The poll results come on the heels of another interesting KFF issue brief, released earlier this week, that asked Donald Trump voters with ACA coverage what they’d like to see in a replacement plan. The brief details the findings of Jennifer Tolbert and Larisa Antonisse, two Kaiser researchers who conducted a number of focus groups in December with Trump voters in Michigan, Ohio, and Pennsylvania, all of whom were covered through either the ACA’s Medicaid expansions or the ACA’s marketplaces. Participants in those focus groups wanted more affordable premiums, more help for “people like them” (i.e. more generous subsidies for the middle class), lower out-of-pocket costs, broader provider networks, and greater transparency about plan coverage and medical costs. The focus group participants were unanimously opposed to the individual mandate, but most liked the pre-existing condition requirements in the law and called for more government regulation of insurance and pharmaceutical companies.
The focus group participants weren’t fond of the high-deductible health plan/Health Savings Account combination, which is favored by the GOP and features prominently in most ACA replacement plans. “When asked to react to aspects of several elements of Republican ACA replacement proposals that would provide consumers with access to high deductible plans coupled with HSAs, participants were highly concerned that the deductibles would be unaffordable and cause people to avoid seeking needed care, ultimately resulting in poorer health outcomes nationally,” Tolbert and Antonisse write. “They did not consider a high deductible plan to be ‘real insurance.’”
Some participants even called for a single-payer health-care system. “I want what Obama actually promised when he first got elected.
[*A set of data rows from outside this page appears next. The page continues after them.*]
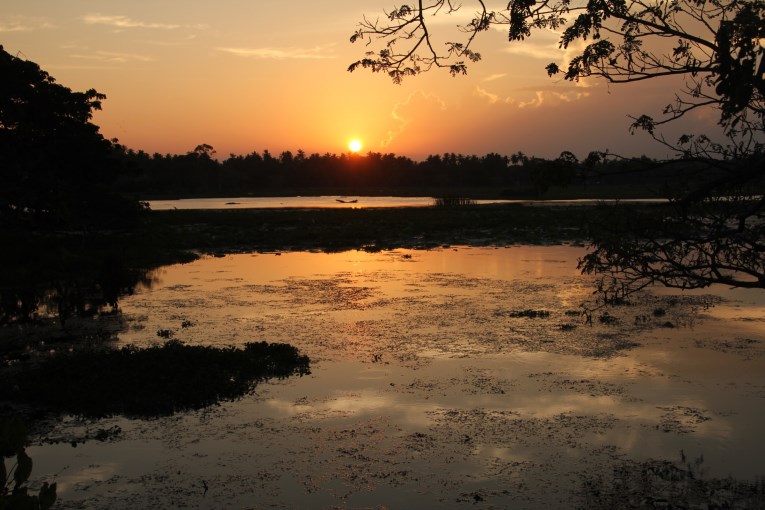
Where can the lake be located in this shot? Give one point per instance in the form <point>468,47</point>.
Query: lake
<point>449,378</point>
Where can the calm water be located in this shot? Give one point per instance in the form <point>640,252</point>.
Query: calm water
<point>428,388</point>
<point>327,202</point>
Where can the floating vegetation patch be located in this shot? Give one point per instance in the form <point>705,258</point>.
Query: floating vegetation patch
<point>681,419</point>
<point>154,381</point>
<point>748,348</point>
<point>664,484</point>
<point>453,201</point>
<point>527,314</point>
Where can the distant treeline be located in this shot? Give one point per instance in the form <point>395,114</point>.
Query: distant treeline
<point>199,173</point>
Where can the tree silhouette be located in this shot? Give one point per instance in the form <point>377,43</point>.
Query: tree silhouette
<point>714,231</point>
<point>55,167</point>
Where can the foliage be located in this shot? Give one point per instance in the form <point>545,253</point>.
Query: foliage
<point>260,173</point>
<point>715,234</point>
<point>55,167</point>
<point>158,380</point>
<point>14,494</point>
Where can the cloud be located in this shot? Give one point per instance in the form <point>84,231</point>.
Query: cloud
<point>413,107</point>
<point>23,24</point>
<point>126,22</point>
<point>315,53</point>
<point>541,97</point>
<point>490,97</point>
<point>110,56</point>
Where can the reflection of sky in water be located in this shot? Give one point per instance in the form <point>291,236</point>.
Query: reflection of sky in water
<point>425,388</point>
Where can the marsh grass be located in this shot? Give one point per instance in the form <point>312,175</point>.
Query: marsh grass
<point>453,201</point>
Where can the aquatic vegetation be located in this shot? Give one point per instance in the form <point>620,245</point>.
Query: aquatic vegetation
<point>151,381</point>
<point>453,201</point>
<point>530,314</point>
<point>666,484</point>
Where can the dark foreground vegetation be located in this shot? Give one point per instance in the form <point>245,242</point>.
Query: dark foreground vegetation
<point>150,382</point>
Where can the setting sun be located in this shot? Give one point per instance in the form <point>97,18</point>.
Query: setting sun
<point>354,145</point>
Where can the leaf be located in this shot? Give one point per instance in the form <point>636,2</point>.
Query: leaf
<point>47,495</point>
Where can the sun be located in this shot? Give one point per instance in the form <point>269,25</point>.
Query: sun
<point>354,145</point>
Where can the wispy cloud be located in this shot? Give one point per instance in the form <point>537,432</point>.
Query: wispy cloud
<point>491,97</point>
<point>127,22</point>
<point>113,57</point>
<point>404,112</point>
<point>493,77</point>
<point>316,53</point>
<point>23,24</point>
<point>541,97</point>
<point>545,97</point>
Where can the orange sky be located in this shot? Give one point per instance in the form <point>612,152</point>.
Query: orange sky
<point>246,75</point>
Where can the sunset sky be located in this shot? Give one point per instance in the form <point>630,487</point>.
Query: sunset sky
<point>245,76</point>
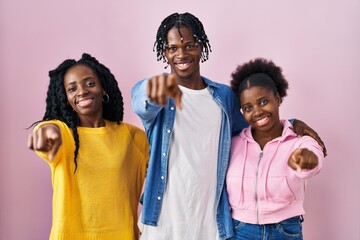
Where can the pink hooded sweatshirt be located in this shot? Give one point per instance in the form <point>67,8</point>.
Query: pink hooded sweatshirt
<point>262,188</point>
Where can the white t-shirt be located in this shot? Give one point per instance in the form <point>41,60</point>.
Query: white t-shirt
<point>189,202</point>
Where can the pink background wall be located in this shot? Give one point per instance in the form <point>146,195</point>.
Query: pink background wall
<point>315,41</point>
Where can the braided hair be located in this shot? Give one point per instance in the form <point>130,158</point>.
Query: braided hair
<point>259,72</point>
<point>57,106</point>
<point>179,20</point>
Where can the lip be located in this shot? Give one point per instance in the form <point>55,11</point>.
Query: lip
<point>84,102</point>
<point>183,65</point>
<point>261,121</point>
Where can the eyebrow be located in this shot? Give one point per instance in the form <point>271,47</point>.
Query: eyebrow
<point>84,79</point>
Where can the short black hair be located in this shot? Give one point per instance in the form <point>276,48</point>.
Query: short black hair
<point>179,20</point>
<point>259,72</point>
<point>57,106</point>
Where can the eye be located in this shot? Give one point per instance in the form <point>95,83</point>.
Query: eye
<point>71,89</point>
<point>90,84</point>
<point>263,102</point>
<point>246,108</point>
<point>172,49</point>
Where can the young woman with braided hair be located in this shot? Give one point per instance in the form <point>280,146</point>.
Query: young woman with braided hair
<point>269,164</point>
<point>189,121</point>
<point>97,162</point>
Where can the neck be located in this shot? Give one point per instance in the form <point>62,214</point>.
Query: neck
<point>193,81</point>
<point>91,123</point>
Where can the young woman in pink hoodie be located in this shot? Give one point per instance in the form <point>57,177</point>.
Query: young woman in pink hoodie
<point>270,164</point>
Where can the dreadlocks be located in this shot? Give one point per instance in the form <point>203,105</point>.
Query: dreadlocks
<point>57,106</point>
<point>181,20</point>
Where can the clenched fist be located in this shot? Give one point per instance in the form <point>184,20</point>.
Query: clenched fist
<point>302,158</point>
<point>161,87</point>
<point>46,138</point>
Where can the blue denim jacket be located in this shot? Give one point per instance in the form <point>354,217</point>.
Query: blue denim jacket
<point>158,122</point>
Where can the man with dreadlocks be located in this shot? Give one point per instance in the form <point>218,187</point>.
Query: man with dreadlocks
<point>98,162</point>
<point>184,195</point>
<point>189,121</point>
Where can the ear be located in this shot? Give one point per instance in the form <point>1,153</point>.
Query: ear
<point>278,99</point>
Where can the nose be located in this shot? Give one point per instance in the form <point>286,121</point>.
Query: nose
<point>257,110</point>
<point>181,51</point>
<point>82,91</point>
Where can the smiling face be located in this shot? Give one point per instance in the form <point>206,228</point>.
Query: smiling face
<point>183,55</point>
<point>84,93</point>
<point>260,107</point>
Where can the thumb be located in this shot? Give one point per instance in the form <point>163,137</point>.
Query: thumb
<point>294,160</point>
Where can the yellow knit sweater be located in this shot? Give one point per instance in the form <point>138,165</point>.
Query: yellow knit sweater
<point>99,200</point>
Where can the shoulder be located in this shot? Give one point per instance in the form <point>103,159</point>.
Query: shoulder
<point>137,135</point>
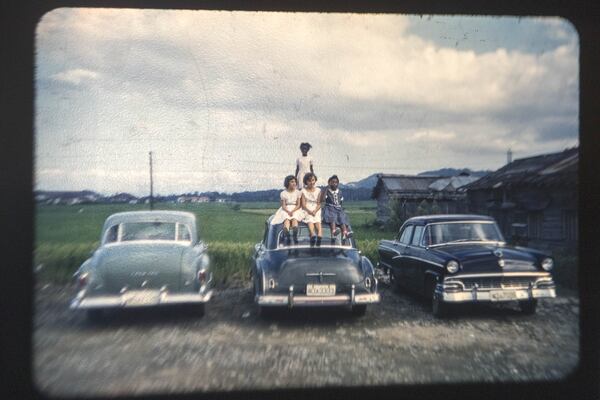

I actually was a proponent of socialized medicine,” said a Trump voter in Harrisburg, Pennsylvania. “Canada has it. Europe has it…. I don’t think anybody in America should have to choose between eating, paying their mortgage, and getting health care. So I think it should be a right for every American citizen.”
None of the current Republican ACA replacement plans call for more generous subsidies, lower deductibles, single-payer health-care systems, or the “public option”—the latter of which has been the subject of much Democratic lobbying.